You’ll also need a card with a big enough credit limit for your purchase as, again, exceeding a limit will scupper your credit score and rack up fees.

You can use’s smart search tool to see which cards you’re most likely to be accepted for to help avoid unsuccessful applications.

1. Plan your attack

Planning is crucial for success.

The first thing you need to do is check that your retailer of choice accepts credit cards and doesn’t levy a hefty fee for processing them.
For this strategy, you’ll need two financial products: a credit card offering 0% on purchases and a savings account.

As an example, we’re going to purchase a sofa with a £2,400 price tag.

The most competitive credit card deals at the moment are offering a 27-month interest-free period on purchases – giving us a little leeway to repay our sofa in 24 monthly instalments of £100.

Compare savings accounts at with the ‘easy access’ box checked to find the top-paying suitable account – currently the top rate is 1.65%.

2. Automate your repayments

A woman looks happy as she manages her credit cards and banking online

There’s always a risk involved with financial jiggery-pokery of this sort, but you can seriously mitigate these risks by automating everything via internet banking.

Having made your big purchase, the first thing to do is to set up a direct debit to make the minimum repayment on the card.

The minimum repayment is usually either a percentage or a set figure; whichever is the lower amount – for instance 1% of the balance or £5. Check the terms and conditions of your card to find the minimum repayment.

For our sofa, with those minimum payment terms, we’d set up a monthly payment of £24 at the outset (1% of the balance).

Next, divide the cost of your purchase by the number of repayments you want to make.

Even though the longest 0% cards offer 27 months, being diligent financial types we want to repay our sofa in two years, so £2,400 divided by 24 is £100 a month.

Minus the £24 of the minimum payment, that’s £76 left to repay each month.

But instead of repaying it immediately, this money can be stashed in savings.

So next, set up a standing order sending this remainder to your chosen savings account each month.

That’s it – one standing order and one direct debit and everything is automated to avoid charges and fees.

3. Don’t mess with the system

The final step – and we can’t emphasise this enough – is to leave the savings alone and don’t spend them.

Start removing money or cancelling those important direct debits and standing orders and you could find yourself with a shortfall when the 0% period ends.
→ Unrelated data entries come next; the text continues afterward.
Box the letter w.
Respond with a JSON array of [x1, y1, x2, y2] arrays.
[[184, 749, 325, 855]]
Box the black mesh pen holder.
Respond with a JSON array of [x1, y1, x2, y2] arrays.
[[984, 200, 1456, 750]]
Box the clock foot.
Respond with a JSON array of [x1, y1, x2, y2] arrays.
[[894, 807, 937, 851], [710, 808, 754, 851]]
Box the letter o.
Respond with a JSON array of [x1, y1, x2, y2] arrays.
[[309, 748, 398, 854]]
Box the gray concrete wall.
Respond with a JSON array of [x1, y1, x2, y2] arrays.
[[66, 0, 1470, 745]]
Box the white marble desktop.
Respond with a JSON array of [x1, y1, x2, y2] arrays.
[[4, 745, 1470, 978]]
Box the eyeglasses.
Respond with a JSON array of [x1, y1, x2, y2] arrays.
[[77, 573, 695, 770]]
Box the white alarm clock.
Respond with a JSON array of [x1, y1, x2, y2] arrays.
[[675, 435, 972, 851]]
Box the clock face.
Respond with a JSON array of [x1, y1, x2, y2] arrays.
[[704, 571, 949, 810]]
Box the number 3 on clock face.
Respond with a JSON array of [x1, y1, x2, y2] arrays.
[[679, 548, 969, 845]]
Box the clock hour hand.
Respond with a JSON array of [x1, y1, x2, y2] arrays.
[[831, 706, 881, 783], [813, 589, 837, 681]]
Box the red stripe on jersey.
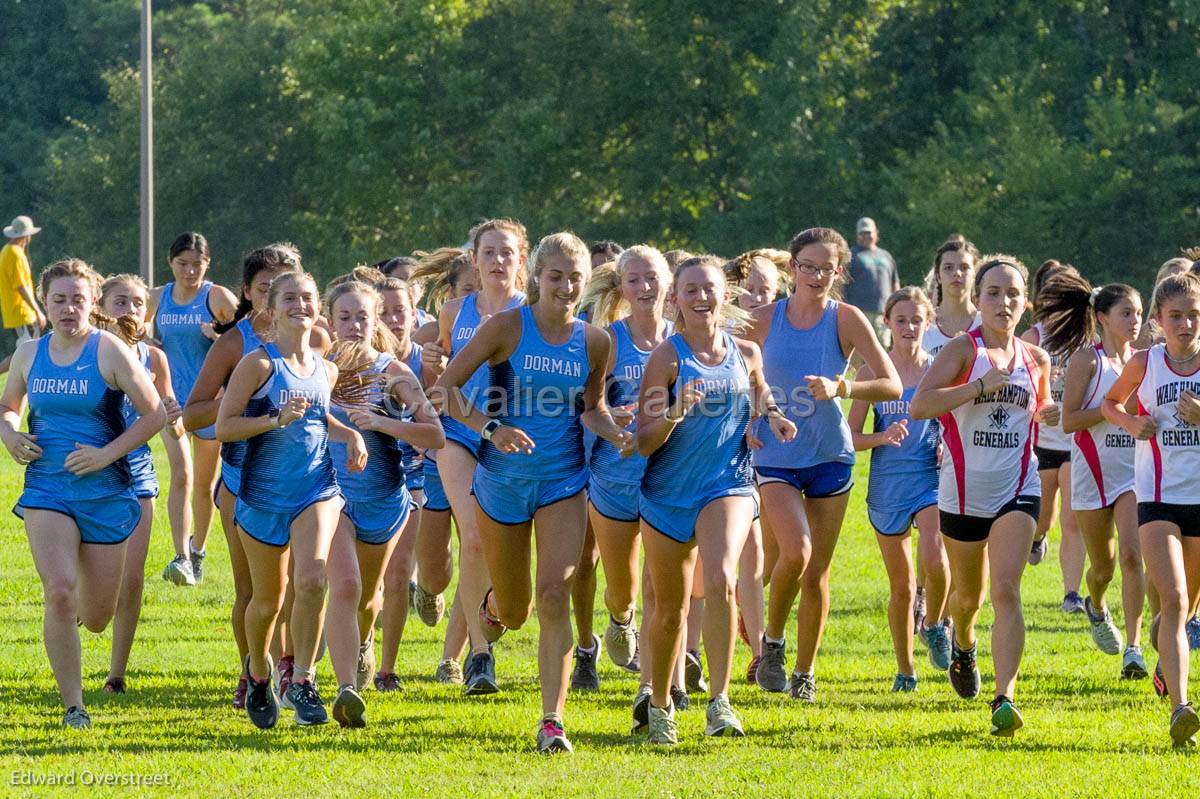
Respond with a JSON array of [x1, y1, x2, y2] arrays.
[[1137, 397, 1163, 502], [1074, 429, 1108, 508]]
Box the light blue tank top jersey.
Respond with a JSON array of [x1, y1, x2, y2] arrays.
[[752, 299, 855, 469], [590, 318, 674, 486], [219, 318, 265, 487], [25, 330, 132, 498], [329, 352, 408, 502], [397, 342, 423, 474], [443, 292, 526, 452], [122, 341, 155, 483], [155, 281, 215, 405], [478, 305, 589, 480], [238, 343, 337, 513], [866, 385, 940, 509], [641, 332, 754, 503]]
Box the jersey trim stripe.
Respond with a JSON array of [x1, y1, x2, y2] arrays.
[[1074, 429, 1107, 507], [1137, 396, 1163, 502]]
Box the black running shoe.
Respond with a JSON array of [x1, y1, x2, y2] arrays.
[[948, 640, 981, 699], [684, 649, 707, 694], [463, 650, 499, 696], [670, 685, 690, 711], [570, 634, 601, 691], [245, 669, 279, 729], [286, 680, 329, 726]]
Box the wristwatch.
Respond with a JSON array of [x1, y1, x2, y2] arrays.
[[267, 407, 281, 429], [481, 419, 501, 441]]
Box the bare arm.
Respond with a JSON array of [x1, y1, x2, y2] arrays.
[[1101, 350, 1156, 439], [148, 346, 184, 439], [432, 309, 520, 434], [0, 341, 38, 462], [911, 336, 987, 420], [580, 325, 633, 452], [831, 304, 901, 401], [346, 360, 446, 450], [215, 351, 280, 442], [1060, 347, 1102, 434], [183, 327, 245, 432]]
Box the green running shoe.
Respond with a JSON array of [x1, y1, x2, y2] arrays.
[[990, 695, 1023, 737]]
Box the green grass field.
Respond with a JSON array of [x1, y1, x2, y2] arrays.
[[1, 440, 1197, 798]]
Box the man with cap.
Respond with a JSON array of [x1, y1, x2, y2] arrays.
[[845, 217, 899, 346], [0, 215, 48, 356]]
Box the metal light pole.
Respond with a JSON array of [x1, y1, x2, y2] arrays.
[[139, 0, 154, 287]]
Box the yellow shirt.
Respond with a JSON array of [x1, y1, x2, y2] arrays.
[[0, 242, 36, 327]]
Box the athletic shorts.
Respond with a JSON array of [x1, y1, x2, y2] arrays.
[[343, 490, 414, 545], [588, 475, 640, 524], [939, 494, 1041, 543], [129, 454, 159, 499], [1137, 502, 1200, 536], [472, 466, 588, 526], [756, 461, 854, 499], [14, 487, 142, 545], [219, 462, 242, 504], [441, 417, 481, 455], [1034, 446, 1070, 472], [404, 459, 426, 493], [234, 491, 344, 548], [640, 489, 757, 544], [192, 423, 217, 442], [422, 458, 450, 513], [869, 491, 938, 537]]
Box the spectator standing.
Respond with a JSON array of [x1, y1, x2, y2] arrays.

Then you’ll have to pay interest on the remaining balance – which defeats the object entirely.

4. Reap the benefits

A sofa with a delightful assortment of scatter cushions

With our sofa, sticking £76 a month in a 1.65% AER savings account would amass approximately £1,853.

Minus our £24 a month repayments, the credit card would still have a balance of £1,824.

The savings should be used to repay this balance, leaving around £29 profit.

Buying the sofa on a credit card has actually made money, while benefitting from manageable monthly repayments, all for the sake of 10 minutes of internet banking.

Why stop there…?

Ok, so with a 30 quid profit over two years, your credit card isn’t exactly paying for your lavish lifestyle.

But the financially astute and confident – such as keen current account savers – and those with top-paying regular savings accounts linked to their current accounts could potentially achieve interest on the savings of 5-6% AER.

With a 5% return, buying the sofa on a credit card in this fashion would earn around £90 in interest over the two years.

That’s more than enough for a natty set of scatter cushions.